Let’s see; last friday night i bought an eighth of shrooms that were described to me as, “fuckin flame”, the way they were described should have given it away. Before I get into the trip i just need to say that I am very experienced with psychedelics,(i have a 7 gram trip under my belt as well as a 7 hit acid trip) i thought i could handle it, but it turned out to be the most intense experience i have ever had. Now remember, fuckin flame.
The bag was mostly caps, and they were big caps, so I knew that this was going to be a visual trip. I was excited and ate the whole bag in just a few handfuls with some red kool-aid.
I could feel the effects immediately start to spin me around and blur my vision. For about two hours the effects were slowly creeping up on me, melting on me, and getting extremely visual. After I smoked two really fat bowls with lots of keif, I was at my peak. My visuals were so intense that I didn’t know if my eyes were open or not (we were outside on a very dark night). It got crazy when I realized, because of my body high, that I was everything. Thats all I could think. I am everything… When touched my body visuals exploded out of my eyes into the physical world. “This is it”, I thought, “I’m dead”. That was it, emptiness, the elusive goal of my meditations over the last 8 months. My mind was working so fast that I could not see the beauty in front of my face. I figured out time and space, that we are all made of infinite universes inside an infinite universe. Then I got scared, being attached to this world made me feel pain and fear. My Mom will be so sad? What is going to happen to my body that is back there in the truck with two innocent people? Wait, i’m not dead! It’s the shrooms. But what if I do die because of the shrooms? So I had to leave and get home to my own bed so that i could write my final will and testament to everyone i loved, and then die. But since I had just experienced nirvana I was enlightened and I realized what death was and I was no longer afraid.
I am still not afraid.
I woke up the next morning and could not stop thinking about it. I did not feel bad (surprising!). And I was happy because I have been given the joy of life. A life that was in jeopardy the night before. And although it was the most terrifying experience of my life, it has given me new meaning. And the Buddhas outlook on life.
@rizzle, nice description! I pretty much had the same experience last time I had DMT in my system.

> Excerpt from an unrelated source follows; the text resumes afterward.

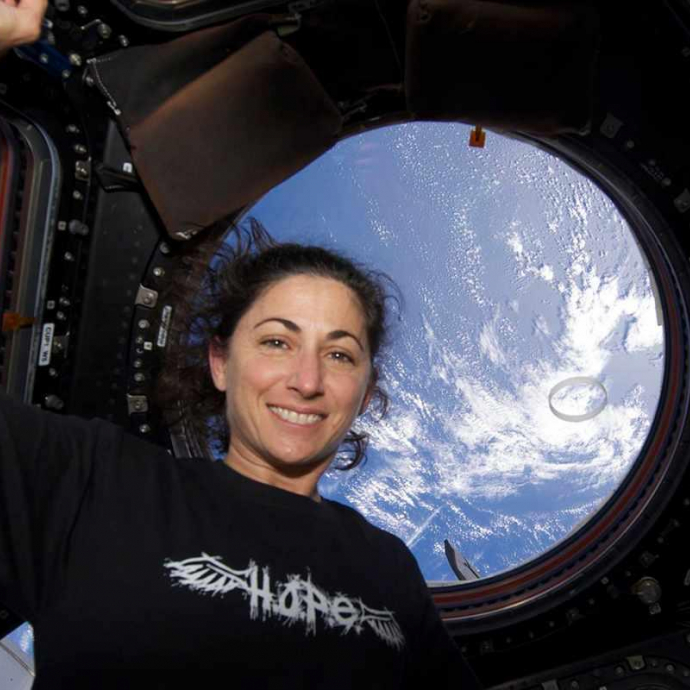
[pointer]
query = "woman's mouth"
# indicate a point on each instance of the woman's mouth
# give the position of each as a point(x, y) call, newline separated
point(288, 415)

I put too much in the bong, I realized that when I exhaled the smoke and immediately got pulled into another dimension. I had it all. Ego death, loss of feeling of time. It was the most beautiful and most horrifying experience ever since I thought I am lost in this world of ultimate consciousness (just call it like that) forever. One thing that kept me thinking for a while when I was “sober” again (which was objectively after 4 minutes and subjectively after 2 months): What the heck caused me to have such an hyper intense experience? Was it really just a system overload in my brain or did I really have access to some other world of reality (or whatever you may think of). As a neuroscientist I of course tend to the first one but…but…the latter one just makes so much more sense from the subjective experience point of view. what do you think?
@nobody,After that trip i would have to say that it is just chemicals, but in the words of Dumbledore, “of course its happening in your head.. why should that mean it isn’t real.” If anything those chemicals power whatever mystical wheels that power a collective conscience formed by the bond of all the atoms and subatomic particles found within everything. My headspace was full of atoms that night. I was thinking of everything infinite space and infinite big bangs within everything.

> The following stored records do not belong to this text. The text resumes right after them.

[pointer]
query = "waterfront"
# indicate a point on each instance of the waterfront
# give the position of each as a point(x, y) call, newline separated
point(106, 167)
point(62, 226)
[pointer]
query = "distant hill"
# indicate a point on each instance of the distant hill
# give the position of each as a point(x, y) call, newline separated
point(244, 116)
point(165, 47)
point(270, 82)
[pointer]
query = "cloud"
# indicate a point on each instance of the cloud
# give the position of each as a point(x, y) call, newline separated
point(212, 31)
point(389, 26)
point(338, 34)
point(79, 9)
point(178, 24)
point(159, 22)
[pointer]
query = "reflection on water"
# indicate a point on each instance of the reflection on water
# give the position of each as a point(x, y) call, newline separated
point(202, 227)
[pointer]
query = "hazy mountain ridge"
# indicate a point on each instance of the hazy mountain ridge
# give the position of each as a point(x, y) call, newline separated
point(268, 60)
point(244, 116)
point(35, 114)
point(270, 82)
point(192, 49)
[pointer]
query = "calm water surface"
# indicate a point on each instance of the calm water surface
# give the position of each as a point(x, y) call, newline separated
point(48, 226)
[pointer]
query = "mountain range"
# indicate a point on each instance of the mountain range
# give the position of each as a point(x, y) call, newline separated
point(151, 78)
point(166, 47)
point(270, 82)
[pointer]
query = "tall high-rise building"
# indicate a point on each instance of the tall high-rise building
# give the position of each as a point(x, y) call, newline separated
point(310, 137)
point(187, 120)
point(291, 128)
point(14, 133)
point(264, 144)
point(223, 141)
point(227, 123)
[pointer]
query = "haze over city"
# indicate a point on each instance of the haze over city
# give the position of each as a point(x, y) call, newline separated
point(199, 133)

The trip felt very much like DMT
that surprisingly easy to read. that’s awesome man, I’m not as experienced with psychedelics but I’ve been meditating for over a year now, pretty much everyday.

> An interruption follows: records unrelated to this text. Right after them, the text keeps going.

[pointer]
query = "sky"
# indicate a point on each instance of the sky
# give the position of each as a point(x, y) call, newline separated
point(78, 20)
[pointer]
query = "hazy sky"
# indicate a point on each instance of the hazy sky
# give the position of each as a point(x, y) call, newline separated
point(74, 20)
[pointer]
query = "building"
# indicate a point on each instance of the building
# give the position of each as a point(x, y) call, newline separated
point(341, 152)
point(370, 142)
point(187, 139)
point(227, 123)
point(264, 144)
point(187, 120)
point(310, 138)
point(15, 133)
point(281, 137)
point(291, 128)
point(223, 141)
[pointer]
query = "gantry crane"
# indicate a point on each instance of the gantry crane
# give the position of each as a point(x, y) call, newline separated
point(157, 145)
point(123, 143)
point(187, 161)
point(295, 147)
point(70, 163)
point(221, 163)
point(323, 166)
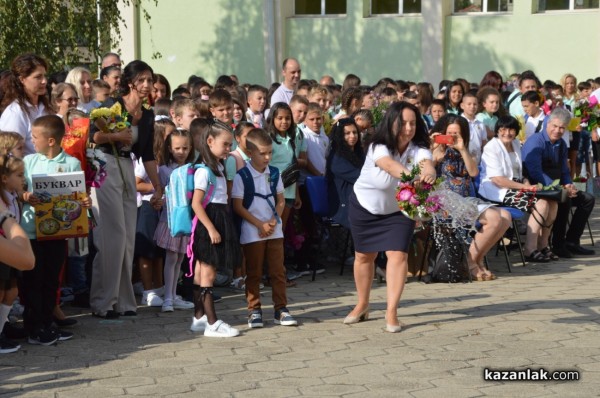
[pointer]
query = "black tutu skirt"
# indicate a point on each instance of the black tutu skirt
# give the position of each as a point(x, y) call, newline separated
point(379, 233)
point(226, 255)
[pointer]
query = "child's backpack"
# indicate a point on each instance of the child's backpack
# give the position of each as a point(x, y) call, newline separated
point(179, 194)
point(250, 193)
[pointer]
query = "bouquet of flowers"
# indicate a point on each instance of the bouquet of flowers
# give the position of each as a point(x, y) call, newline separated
point(111, 120)
point(589, 112)
point(416, 199)
point(95, 171)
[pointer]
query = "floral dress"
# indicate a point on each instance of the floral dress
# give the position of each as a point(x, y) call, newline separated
point(456, 177)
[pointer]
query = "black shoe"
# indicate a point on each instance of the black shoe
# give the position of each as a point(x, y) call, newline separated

I’ve had similar ego deaths / nirvana experiences, one induced by a fat blunt, and the other by some mushrooms in Amsterdam.
isn’t it crazy how for whatever reason it was THESE mushrooms THIS time, even thought you’ve take longer doses before and several times before.
yes, psychedelics may induced revelations but I don’t believe they are necessary for revelation. thoughts?
@lesterxp, What would you describe as nirvana? I definitely think many beings have experienced it, whether it be only for a little while. I (and apparently many other hethens) have experienced the state of complete bliss/oneness so i would have to disagree with that. Unless true nirvana is on a level that we dont even know about :p
Also i definitely agree you dont NEED psychadelics to experience such mysticalness (probably not a real word but it works lol) but i do believe they are here purposefully to help humanity experience/transform to higher consciousness.